What did the deal do?
Iran has always insisted its nuclear programme is peaceful.
But suspicions it was being used as a cover to develop a nuclear bomb prompted the UN Security Council, US and EU to impose crippling sanctions from 2010.
In 2015, Iran reached a deal with six powers – the US, UK, France, China, Russia and Germany – that saw it limit its nuclear activities in return for sanctions relief.
The deal restricted Iran’s enrichment of uranium, which is used to make reactor fuel but also nuclear weapons. It was also required to redesign a heavy-water reactor being built, whose spent fuel would contain plutonium suitable for a bomb, and allow international inspections.
What led to its collapse?
First, US President Donald Trump abandoned the deal in May 2018 and reinstated US sanctions. He wanted a new deal that would also curb Iran’s ballistic missile programme and its involvement in regional conflicts.

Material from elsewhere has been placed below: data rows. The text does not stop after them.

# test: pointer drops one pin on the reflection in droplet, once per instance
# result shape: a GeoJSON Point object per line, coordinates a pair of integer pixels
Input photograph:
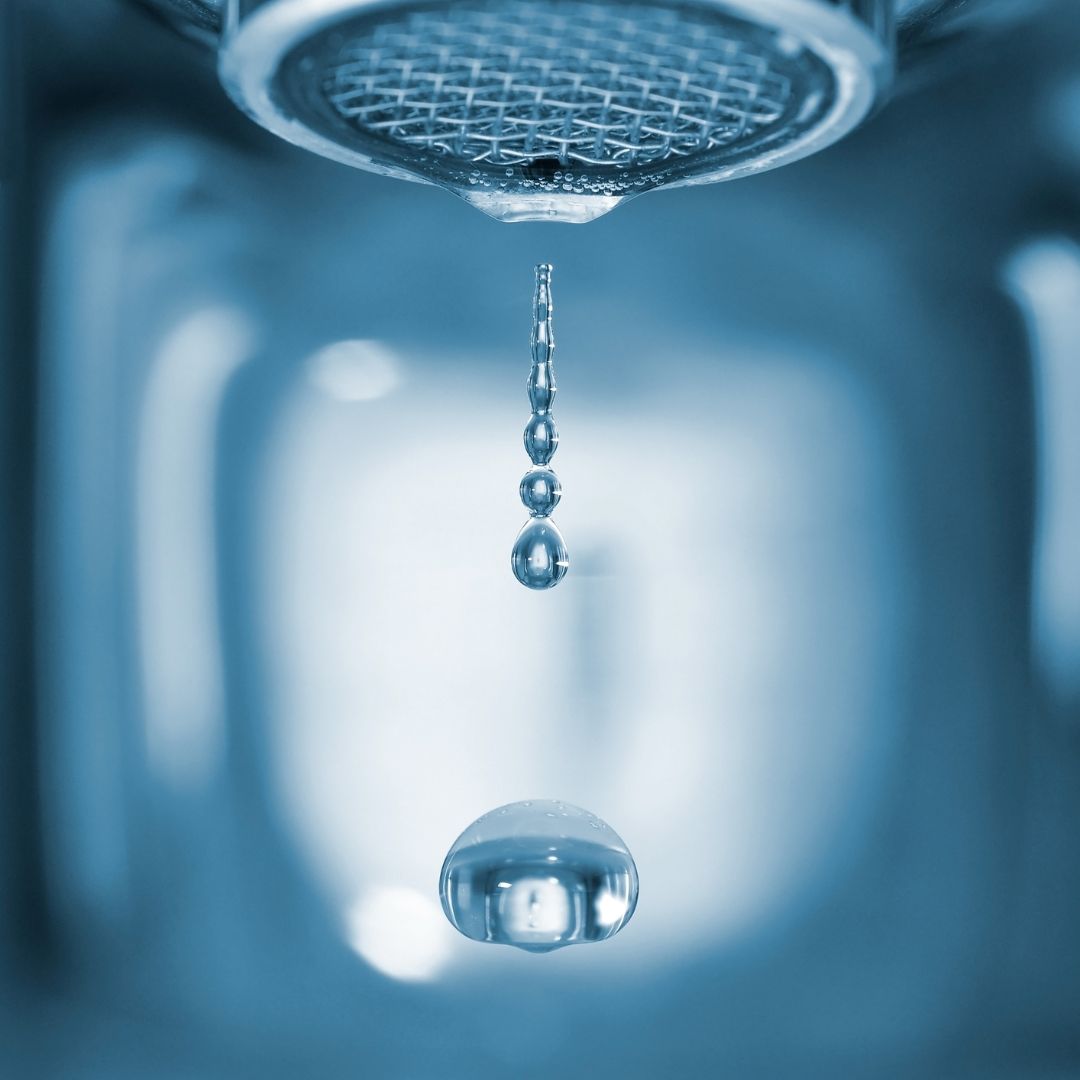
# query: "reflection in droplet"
{"type": "Point", "coordinates": [541, 437]}
{"type": "Point", "coordinates": [540, 491]}
{"type": "Point", "coordinates": [539, 557]}
{"type": "Point", "coordinates": [539, 875]}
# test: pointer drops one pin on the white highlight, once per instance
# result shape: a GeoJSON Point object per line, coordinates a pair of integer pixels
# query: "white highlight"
{"type": "Point", "coordinates": [355, 370]}
{"type": "Point", "coordinates": [399, 932]}
{"type": "Point", "coordinates": [1044, 278]}
{"type": "Point", "coordinates": [609, 908]}
{"type": "Point", "coordinates": [177, 602]}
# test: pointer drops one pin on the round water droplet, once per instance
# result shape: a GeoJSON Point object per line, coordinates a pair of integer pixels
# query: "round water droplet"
{"type": "Point", "coordinates": [541, 387]}
{"type": "Point", "coordinates": [539, 558]}
{"type": "Point", "coordinates": [539, 875]}
{"type": "Point", "coordinates": [540, 491]}
{"type": "Point", "coordinates": [541, 437]}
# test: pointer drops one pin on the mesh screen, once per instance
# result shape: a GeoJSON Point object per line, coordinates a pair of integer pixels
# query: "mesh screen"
{"type": "Point", "coordinates": [508, 82]}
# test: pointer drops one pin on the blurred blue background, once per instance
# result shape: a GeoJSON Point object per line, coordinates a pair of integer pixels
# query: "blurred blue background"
{"type": "Point", "coordinates": [817, 660]}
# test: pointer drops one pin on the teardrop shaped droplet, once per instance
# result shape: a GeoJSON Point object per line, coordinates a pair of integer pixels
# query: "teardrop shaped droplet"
{"type": "Point", "coordinates": [539, 875]}
{"type": "Point", "coordinates": [540, 491]}
{"type": "Point", "coordinates": [541, 437]}
{"type": "Point", "coordinates": [539, 557]}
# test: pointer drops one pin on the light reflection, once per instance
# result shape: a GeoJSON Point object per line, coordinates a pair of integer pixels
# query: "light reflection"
{"type": "Point", "coordinates": [610, 908]}
{"type": "Point", "coordinates": [176, 568]}
{"type": "Point", "coordinates": [405, 699]}
{"type": "Point", "coordinates": [1044, 278]}
{"type": "Point", "coordinates": [354, 370]}
{"type": "Point", "coordinates": [400, 932]}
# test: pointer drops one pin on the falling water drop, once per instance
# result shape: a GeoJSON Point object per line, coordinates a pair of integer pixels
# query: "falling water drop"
{"type": "Point", "coordinates": [539, 558]}
{"type": "Point", "coordinates": [541, 437]}
{"type": "Point", "coordinates": [539, 875]}
{"type": "Point", "coordinates": [540, 491]}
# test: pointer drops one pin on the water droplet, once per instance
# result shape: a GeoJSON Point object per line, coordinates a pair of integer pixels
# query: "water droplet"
{"type": "Point", "coordinates": [522, 878]}
{"type": "Point", "coordinates": [541, 387]}
{"type": "Point", "coordinates": [539, 558]}
{"type": "Point", "coordinates": [541, 437]}
{"type": "Point", "coordinates": [540, 491]}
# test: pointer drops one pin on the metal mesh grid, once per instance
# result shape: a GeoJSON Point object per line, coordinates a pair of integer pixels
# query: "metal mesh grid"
{"type": "Point", "coordinates": [507, 82]}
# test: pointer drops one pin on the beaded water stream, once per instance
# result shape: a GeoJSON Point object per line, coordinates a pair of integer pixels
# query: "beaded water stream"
{"type": "Point", "coordinates": [539, 558]}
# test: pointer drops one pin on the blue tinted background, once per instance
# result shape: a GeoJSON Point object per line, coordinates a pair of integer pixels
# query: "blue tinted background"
{"type": "Point", "coordinates": [817, 658]}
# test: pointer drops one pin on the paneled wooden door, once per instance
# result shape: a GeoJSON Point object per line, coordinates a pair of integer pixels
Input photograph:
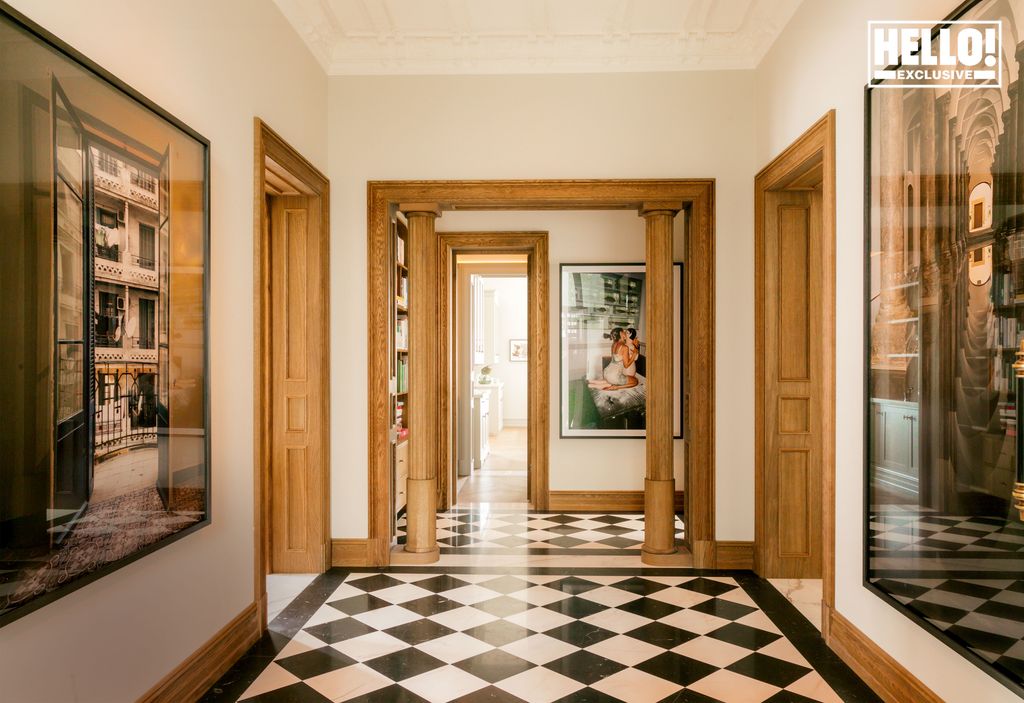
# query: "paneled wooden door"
{"type": "Point", "coordinates": [791, 277]}
{"type": "Point", "coordinates": [297, 460]}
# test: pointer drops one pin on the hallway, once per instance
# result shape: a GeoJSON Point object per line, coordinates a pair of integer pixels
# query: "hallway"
{"type": "Point", "coordinates": [539, 635]}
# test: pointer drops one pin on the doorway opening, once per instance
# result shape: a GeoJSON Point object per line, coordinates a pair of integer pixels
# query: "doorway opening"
{"type": "Point", "coordinates": [492, 380]}
{"type": "Point", "coordinates": [795, 341]}
{"type": "Point", "coordinates": [292, 371]}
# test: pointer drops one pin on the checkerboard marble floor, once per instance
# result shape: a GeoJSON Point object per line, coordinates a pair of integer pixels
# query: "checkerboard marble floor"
{"type": "Point", "coordinates": [960, 573]}
{"type": "Point", "coordinates": [477, 529]}
{"type": "Point", "coordinates": [540, 635]}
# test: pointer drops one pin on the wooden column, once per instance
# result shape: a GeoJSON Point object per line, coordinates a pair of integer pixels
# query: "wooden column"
{"type": "Point", "coordinates": [659, 485]}
{"type": "Point", "coordinates": [422, 492]}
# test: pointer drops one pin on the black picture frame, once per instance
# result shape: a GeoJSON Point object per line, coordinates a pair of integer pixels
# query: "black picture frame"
{"type": "Point", "coordinates": [1014, 685]}
{"type": "Point", "coordinates": [680, 381]}
{"type": "Point", "coordinates": [104, 78]}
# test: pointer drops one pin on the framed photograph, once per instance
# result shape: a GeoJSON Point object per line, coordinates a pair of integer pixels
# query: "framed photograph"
{"type": "Point", "coordinates": [518, 350]}
{"type": "Point", "coordinates": [944, 310]}
{"type": "Point", "coordinates": [104, 363]}
{"type": "Point", "coordinates": [603, 350]}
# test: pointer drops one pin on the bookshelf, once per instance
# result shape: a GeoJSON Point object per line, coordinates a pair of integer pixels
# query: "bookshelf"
{"type": "Point", "coordinates": [399, 365]}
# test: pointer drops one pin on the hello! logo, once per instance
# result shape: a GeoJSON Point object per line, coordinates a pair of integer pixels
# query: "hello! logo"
{"type": "Point", "coordinates": [958, 54]}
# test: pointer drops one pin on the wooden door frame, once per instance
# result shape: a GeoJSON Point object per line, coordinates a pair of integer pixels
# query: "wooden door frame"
{"type": "Point", "coordinates": [535, 245]}
{"type": "Point", "coordinates": [812, 152]}
{"type": "Point", "coordinates": [697, 199]}
{"type": "Point", "coordinates": [268, 144]}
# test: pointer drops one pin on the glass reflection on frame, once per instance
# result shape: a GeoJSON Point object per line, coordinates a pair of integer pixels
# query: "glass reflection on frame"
{"type": "Point", "coordinates": [103, 275]}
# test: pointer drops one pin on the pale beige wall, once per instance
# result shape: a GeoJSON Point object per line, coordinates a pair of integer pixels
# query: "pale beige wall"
{"type": "Point", "coordinates": [817, 63]}
{"type": "Point", "coordinates": [214, 64]}
{"type": "Point", "coordinates": [584, 126]}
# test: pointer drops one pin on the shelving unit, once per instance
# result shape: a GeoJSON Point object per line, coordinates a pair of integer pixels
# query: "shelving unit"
{"type": "Point", "coordinates": [399, 366]}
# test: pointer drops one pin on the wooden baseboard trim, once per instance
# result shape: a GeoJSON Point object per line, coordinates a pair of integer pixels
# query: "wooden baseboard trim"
{"type": "Point", "coordinates": [587, 500]}
{"type": "Point", "coordinates": [195, 675]}
{"type": "Point", "coordinates": [350, 553]}
{"type": "Point", "coordinates": [888, 677]}
{"type": "Point", "coordinates": [733, 555]}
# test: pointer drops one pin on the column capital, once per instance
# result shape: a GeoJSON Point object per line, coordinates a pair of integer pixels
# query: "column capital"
{"type": "Point", "coordinates": [420, 209]}
{"type": "Point", "coordinates": [650, 208]}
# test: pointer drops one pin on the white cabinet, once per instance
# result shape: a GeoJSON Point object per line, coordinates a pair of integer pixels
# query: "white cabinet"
{"type": "Point", "coordinates": [496, 405]}
{"type": "Point", "coordinates": [481, 426]}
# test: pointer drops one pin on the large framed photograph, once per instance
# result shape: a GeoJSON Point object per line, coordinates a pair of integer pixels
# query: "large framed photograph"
{"type": "Point", "coordinates": [604, 350]}
{"type": "Point", "coordinates": [104, 368]}
{"type": "Point", "coordinates": [944, 303]}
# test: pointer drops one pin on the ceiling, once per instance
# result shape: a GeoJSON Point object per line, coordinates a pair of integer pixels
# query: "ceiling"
{"type": "Point", "coordinates": [419, 37]}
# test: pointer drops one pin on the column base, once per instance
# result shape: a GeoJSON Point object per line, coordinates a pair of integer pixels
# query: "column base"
{"type": "Point", "coordinates": [421, 519]}
{"type": "Point", "coordinates": [659, 517]}
{"type": "Point", "coordinates": [400, 557]}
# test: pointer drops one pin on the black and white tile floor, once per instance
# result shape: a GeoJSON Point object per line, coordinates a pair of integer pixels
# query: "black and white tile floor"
{"type": "Point", "coordinates": [540, 635]}
{"type": "Point", "coordinates": [463, 530]}
{"type": "Point", "coordinates": [962, 574]}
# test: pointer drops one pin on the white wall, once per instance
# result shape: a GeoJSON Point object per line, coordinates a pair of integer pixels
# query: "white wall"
{"type": "Point", "coordinates": [586, 126]}
{"type": "Point", "coordinates": [511, 314]}
{"type": "Point", "coordinates": [214, 64]}
{"type": "Point", "coordinates": [818, 63]}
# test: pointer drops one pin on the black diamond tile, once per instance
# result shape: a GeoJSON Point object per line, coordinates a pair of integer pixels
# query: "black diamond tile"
{"type": "Point", "coordinates": [438, 584]}
{"type": "Point", "coordinates": [723, 609]}
{"type": "Point", "coordinates": [578, 608]}
{"type": "Point", "coordinates": [404, 664]}
{"type": "Point", "coordinates": [790, 697]}
{"type": "Point", "coordinates": [655, 610]}
{"type": "Point", "coordinates": [315, 662]}
{"type": "Point", "coordinates": [743, 635]}
{"type": "Point", "coordinates": [375, 582]}
{"type": "Point", "coordinates": [499, 632]}
{"type": "Point", "coordinates": [640, 585]}
{"type": "Point", "coordinates": [588, 695]}
{"type": "Point", "coordinates": [495, 665]}
{"type": "Point", "coordinates": [358, 604]}
{"type": "Point", "coordinates": [336, 630]}
{"type": "Point", "coordinates": [573, 585]}
{"type": "Point", "coordinates": [418, 631]}
{"type": "Point", "coordinates": [677, 668]}
{"type": "Point", "coordinates": [503, 606]}
{"type": "Point", "coordinates": [580, 633]}
{"type": "Point", "coordinates": [769, 669]}
{"type": "Point", "coordinates": [662, 634]}
{"type": "Point", "coordinates": [389, 694]}
{"type": "Point", "coordinates": [506, 584]}
{"type": "Point", "coordinates": [619, 542]}
{"type": "Point", "coordinates": [612, 519]}
{"type": "Point", "coordinates": [489, 694]}
{"type": "Point", "coordinates": [430, 605]}
{"type": "Point", "coordinates": [296, 693]}
{"type": "Point", "coordinates": [585, 667]}
{"type": "Point", "coordinates": [708, 586]}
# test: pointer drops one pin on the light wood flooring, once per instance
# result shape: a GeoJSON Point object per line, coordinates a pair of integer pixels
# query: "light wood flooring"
{"type": "Point", "coordinates": [502, 479]}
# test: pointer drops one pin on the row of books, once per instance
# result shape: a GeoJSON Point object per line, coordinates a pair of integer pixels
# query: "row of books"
{"type": "Point", "coordinates": [401, 376]}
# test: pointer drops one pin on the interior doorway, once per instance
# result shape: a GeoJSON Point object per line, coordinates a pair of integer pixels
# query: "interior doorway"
{"type": "Point", "coordinates": [492, 384]}
{"type": "Point", "coordinates": [795, 303]}
{"type": "Point", "coordinates": [292, 367]}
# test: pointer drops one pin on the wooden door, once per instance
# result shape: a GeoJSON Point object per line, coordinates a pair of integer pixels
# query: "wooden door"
{"type": "Point", "coordinates": [791, 544]}
{"type": "Point", "coordinates": [298, 541]}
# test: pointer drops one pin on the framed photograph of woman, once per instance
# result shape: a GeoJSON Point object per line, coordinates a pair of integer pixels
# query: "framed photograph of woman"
{"type": "Point", "coordinates": [604, 350]}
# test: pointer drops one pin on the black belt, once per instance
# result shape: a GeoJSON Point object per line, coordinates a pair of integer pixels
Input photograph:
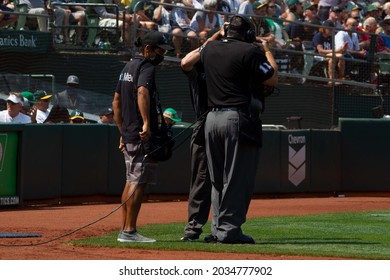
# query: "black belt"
{"type": "Point", "coordinates": [222, 109]}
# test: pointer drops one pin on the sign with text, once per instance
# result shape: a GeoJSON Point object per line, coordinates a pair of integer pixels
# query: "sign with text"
{"type": "Point", "coordinates": [8, 168]}
{"type": "Point", "coordinates": [295, 160]}
{"type": "Point", "coordinates": [25, 41]}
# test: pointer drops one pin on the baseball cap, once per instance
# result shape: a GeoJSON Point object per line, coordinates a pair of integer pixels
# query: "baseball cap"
{"type": "Point", "coordinates": [258, 4]}
{"type": "Point", "coordinates": [378, 5]}
{"type": "Point", "coordinates": [29, 96]}
{"type": "Point", "coordinates": [308, 5]}
{"type": "Point", "coordinates": [106, 111]}
{"type": "Point", "coordinates": [76, 114]}
{"type": "Point", "coordinates": [171, 114]}
{"type": "Point", "coordinates": [156, 39]}
{"type": "Point", "coordinates": [328, 23]}
{"type": "Point", "coordinates": [15, 99]}
{"type": "Point", "coordinates": [293, 2]}
{"type": "Point", "coordinates": [353, 7]}
{"type": "Point", "coordinates": [72, 79]}
{"type": "Point", "coordinates": [336, 9]}
{"type": "Point", "coordinates": [371, 8]}
{"type": "Point", "coordinates": [41, 95]}
{"type": "Point", "coordinates": [385, 20]}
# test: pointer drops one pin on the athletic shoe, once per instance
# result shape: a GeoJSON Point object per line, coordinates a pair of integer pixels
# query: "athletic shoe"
{"type": "Point", "coordinates": [210, 239]}
{"type": "Point", "coordinates": [127, 236]}
{"type": "Point", "coordinates": [190, 237]}
{"type": "Point", "coordinates": [242, 239]}
{"type": "Point", "coordinates": [57, 40]}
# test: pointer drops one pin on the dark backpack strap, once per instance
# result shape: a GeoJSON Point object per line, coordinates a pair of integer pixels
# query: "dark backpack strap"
{"type": "Point", "coordinates": [160, 112]}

Iran refused and saw the value of its currency plummet and its inflation rate soar as the sanctions took effect.
When the sanctions were tightened in May 2019, Iran stopped abiding by some deal commitments.
But it was in January 2020 that the deal completely fell apart.
Tensions escalated when US air strikes in Iraq killed Iran’s top military general Qasem Soleimani, and Iran responded with strikes on US troops in Iraq and accidentally brought down a Ukrainian passenger plane near Tehran.
Iran declared it would no longer abide by any of the restrictions imposed by the deal – including limitations on its enrichment of uranium.
France, Germany and the UK triggered a formal complaint over Iran’s violations of the deal’s terms.